Hector A. Ruiz

MBA, Project Manager, Tennis Player, Musician, and Author of "How to Destroy a Country"

Month: July 2020

Beethoven

I’ve been pracising Beethoven’s Appassionata Sonata over the past weeks and the one thought that pops in my mind every time I play it is: “This piece is perfect. Is Beethoven the greatest composer of all time?”

This a very difficult topic to address, not only because there are other candidates to claim the title, but also because you would have to set up a very long and detailed set of parameters to judge each candidate in the discussion. For me, Beethoven’s merit comes from several reasons. Take for instance his Fifth Symphony: the entire first movement -which lasts about seven minutes-,
is built entirely over just four notes, three of them are repeated. How did he get away with that? Essentially, it’s just one note repeated three times followed by a second note played on sustain, over and over again, and for some reason, the sublimity of its sound transcends everything we know. Needless to say seven of his nine symphonies are masterpieces, with the ninth being the epitome of his genius.

Then you have his chamber music, which is completely on a different direction from his orchestral work. And then of course you have his 32 Piano Sonatas, eight of which are memorable pieces of work: The moonlight, patetique, appassionata, les adieux, tempest, pastoral, waldstein, hammerklavier and the #32.

How can you argue against that?

HR

My other books…

I have spent the last days organizing files from my old backups. Really old backups.

Not surprisingly I ran into all of my other books and drafts I have written in my life. I didn’t count how many I had in total because I was fast-clicking and sorting them very quickly, but I estimate there are probably fifteen of them.

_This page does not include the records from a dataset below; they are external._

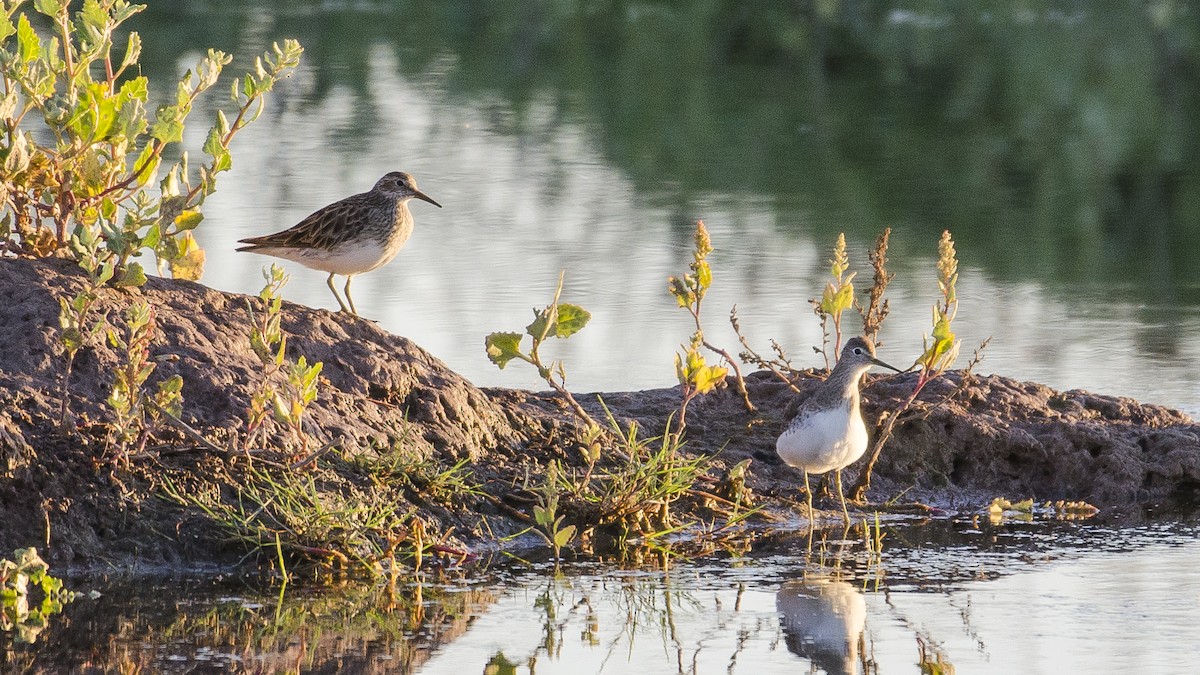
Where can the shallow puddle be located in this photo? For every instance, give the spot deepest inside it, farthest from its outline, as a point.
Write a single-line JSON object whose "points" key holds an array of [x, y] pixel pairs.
{"points": [[942, 597]]}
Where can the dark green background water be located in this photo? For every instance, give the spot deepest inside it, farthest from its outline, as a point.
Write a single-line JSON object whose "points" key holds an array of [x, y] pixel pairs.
{"points": [[1056, 142]]}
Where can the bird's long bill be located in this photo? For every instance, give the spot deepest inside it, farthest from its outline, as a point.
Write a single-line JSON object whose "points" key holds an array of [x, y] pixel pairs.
{"points": [[425, 197], [877, 362]]}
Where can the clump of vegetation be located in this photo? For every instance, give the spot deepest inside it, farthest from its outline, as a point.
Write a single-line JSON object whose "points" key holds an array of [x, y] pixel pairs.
{"points": [[136, 411], [81, 153], [556, 320], [837, 298], [285, 515], [695, 375], [81, 150], [286, 389], [19, 577], [940, 350], [545, 513]]}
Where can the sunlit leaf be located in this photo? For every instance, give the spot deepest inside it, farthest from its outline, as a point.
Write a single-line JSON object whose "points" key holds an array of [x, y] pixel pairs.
{"points": [[147, 165], [132, 51], [29, 47], [190, 263], [94, 16], [189, 220], [132, 276], [707, 378], [541, 323], [168, 124], [571, 318], [564, 536]]}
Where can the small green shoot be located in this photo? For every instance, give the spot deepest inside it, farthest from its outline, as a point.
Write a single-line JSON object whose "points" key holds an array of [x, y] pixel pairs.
{"points": [[135, 410], [18, 577], [937, 354], [837, 298], [286, 389], [556, 320], [546, 517], [689, 292]]}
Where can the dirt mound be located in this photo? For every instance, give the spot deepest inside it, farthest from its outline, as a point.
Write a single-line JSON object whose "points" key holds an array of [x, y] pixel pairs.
{"points": [[993, 436]]}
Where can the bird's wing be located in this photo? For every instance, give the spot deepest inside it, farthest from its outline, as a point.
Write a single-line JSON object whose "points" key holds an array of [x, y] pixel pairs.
{"points": [[322, 230]]}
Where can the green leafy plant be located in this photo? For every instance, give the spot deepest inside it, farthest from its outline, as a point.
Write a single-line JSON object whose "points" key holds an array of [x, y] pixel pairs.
{"points": [[136, 412], [696, 376], [78, 327], [556, 320], [286, 390], [295, 398], [545, 513], [940, 350], [837, 298], [689, 291], [277, 509], [18, 577], [79, 149]]}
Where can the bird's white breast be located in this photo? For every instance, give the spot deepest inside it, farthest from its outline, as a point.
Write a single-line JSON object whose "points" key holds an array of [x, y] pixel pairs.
{"points": [[825, 440], [346, 258]]}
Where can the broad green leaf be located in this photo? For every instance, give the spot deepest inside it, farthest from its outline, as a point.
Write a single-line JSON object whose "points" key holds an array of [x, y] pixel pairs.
{"points": [[190, 262], [168, 124], [132, 51], [49, 7], [503, 347], [6, 28], [541, 323], [29, 47], [708, 377], [94, 16], [564, 536], [187, 220], [571, 318], [132, 276], [120, 13]]}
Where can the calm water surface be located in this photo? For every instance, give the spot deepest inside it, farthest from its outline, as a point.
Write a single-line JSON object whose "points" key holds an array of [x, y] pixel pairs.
{"points": [[1053, 142], [981, 598]]}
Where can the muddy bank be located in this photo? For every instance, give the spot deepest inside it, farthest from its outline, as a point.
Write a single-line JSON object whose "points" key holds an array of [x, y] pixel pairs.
{"points": [[381, 392]]}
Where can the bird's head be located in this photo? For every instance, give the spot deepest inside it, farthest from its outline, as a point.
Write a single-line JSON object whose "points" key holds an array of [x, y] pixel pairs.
{"points": [[402, 186]]}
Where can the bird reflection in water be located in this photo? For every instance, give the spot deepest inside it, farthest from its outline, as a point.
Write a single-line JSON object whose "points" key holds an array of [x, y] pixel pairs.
{"points": [[823, 621]]}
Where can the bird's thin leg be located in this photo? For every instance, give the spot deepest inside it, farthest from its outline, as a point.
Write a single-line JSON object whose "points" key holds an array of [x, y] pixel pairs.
{"points": [[808, 495], [334, 291], [841, 495], [348, 298]]}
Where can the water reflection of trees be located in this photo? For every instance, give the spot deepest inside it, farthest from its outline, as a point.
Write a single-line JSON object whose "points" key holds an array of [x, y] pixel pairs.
{"points": [[357, 627], [1056, 137]]}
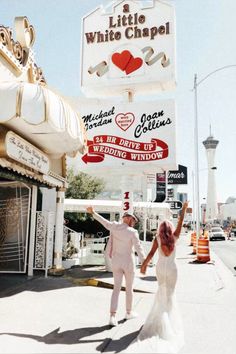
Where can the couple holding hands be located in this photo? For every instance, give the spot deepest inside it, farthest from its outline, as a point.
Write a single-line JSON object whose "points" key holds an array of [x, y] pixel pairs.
{"points": [[162, 331]]}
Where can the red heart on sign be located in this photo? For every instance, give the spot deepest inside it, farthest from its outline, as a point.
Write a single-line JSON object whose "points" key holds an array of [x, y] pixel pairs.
{"points": [[121, 59], [133, 65], [124, 121]]}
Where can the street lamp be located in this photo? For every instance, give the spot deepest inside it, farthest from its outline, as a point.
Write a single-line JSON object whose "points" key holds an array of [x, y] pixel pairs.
{"points": [[195, 86]]}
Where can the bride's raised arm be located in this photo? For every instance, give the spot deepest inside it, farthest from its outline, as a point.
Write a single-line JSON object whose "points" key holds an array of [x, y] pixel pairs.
{"points": [[181, 219], [149, 256]]}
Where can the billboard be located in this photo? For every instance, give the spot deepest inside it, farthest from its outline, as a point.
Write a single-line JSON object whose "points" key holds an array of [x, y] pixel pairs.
{"points": [[129, 137], [179, 176], [130, 48]]}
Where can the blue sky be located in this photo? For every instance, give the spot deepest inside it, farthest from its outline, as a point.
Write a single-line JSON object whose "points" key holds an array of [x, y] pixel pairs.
{"points": [[205, 31]]}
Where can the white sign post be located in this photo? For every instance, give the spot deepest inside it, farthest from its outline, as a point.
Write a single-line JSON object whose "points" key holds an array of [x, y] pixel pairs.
{"points": [[130, 49]]}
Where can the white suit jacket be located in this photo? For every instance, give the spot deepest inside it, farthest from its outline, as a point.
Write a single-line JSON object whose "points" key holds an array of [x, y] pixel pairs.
{"points": [[123, 240]]}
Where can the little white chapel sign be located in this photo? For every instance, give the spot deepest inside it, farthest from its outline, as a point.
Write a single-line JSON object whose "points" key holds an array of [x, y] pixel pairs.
{"points": [[132, 48]]}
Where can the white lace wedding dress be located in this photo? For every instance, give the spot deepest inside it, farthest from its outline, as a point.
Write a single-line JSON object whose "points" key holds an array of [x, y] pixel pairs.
{"points": [[162, 332]]}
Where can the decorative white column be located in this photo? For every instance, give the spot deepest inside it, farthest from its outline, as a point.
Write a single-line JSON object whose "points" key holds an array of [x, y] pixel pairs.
{"points": [[32, 230], [59, 229], [211, 206]]}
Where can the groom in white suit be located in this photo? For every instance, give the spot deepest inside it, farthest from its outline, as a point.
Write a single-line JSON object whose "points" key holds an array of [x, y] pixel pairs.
{"points": [[122, 242]]}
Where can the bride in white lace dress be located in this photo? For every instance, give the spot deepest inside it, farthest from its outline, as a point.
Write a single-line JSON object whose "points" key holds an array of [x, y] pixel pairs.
{"points": [[162, 331]]}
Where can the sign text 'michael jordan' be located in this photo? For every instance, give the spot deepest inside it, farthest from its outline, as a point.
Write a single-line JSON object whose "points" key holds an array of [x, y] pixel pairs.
{"points": [[131, 23]]}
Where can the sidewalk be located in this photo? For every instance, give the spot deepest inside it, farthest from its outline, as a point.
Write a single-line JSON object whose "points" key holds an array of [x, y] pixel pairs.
{"points": [[62, 315]]}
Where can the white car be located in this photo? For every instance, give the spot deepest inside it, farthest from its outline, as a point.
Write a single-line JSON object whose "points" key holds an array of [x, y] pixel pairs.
{"points": [[216, 232]]}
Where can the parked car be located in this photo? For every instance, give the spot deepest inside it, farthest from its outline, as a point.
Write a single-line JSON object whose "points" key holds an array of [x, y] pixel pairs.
{"points": [[216, 232]]}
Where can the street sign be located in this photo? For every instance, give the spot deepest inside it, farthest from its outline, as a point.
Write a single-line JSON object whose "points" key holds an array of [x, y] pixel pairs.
{"points": [[174, 204]]}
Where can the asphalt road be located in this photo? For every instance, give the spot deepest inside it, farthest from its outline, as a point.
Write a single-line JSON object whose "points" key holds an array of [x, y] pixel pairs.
{"points": [[226, 250]]}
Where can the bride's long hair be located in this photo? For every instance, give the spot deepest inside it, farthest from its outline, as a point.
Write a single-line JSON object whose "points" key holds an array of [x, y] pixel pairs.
{"points": [[166, 233]]}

I opened a few of them, read a few pages and two things struck me: 1) I have drafts that dated over twenty five years ago, and still you can tell by their writing, that they came from me. I’m not sure if that’s a good or a bad thing, but my writing style has definitely been consistent in time. 2) Despite having great and interesting ideas in most of them, I left them unfinished because I ran into a writer’s block (is that’s what it’s called?), and I never came back to them again.

Maybe I should quit being a baby and start working on them again. Maybe I can finish all of them. But I have to publish this one first!

HR

Half of the year Book Update

I haven’t posted anything about my book in the past months… mostly due to me having to adapt to working from home, my workload that thankfully I must
say has been huge and I’m happy that’s the way it is, and of course the new set of priorities that come with this new way of life. Of course, that doesn’t mean that I haven’t been working on my baby.

As I stated in my previous update about my book, I’m taking this time to go over the finished manuscript, revise it once again, making sure I’m happy with
everything, and also conducting research on all the topics I covered, as well as the analytical approach I discuss throughout all its chapters. Part of this research includes having finished reading a book called “Once Upon a Revolution” about the series of protests that took place in Egypt to remove Hosni Mubarak as president, and the subsequent transition that led to Abdel Fattah Al-Sisi’s election as current president. I bought this book because I thought it would be similar to mine, but found out it lacked the social analysis that I focus on in Venezuela’s case. The initial stage of the events that took place in Egypt are quite similar to those that happened in Venezuela, however about a third into the book, the parallelisms began to diverge from each other.

It was an interesting read altogether, but sadly I must say that I couldn’t draw too much of it to use into my book. Still, my congratulations to the author. Hopefully one day he’ll be able to get his hands on my book and tell me what he thinks about it.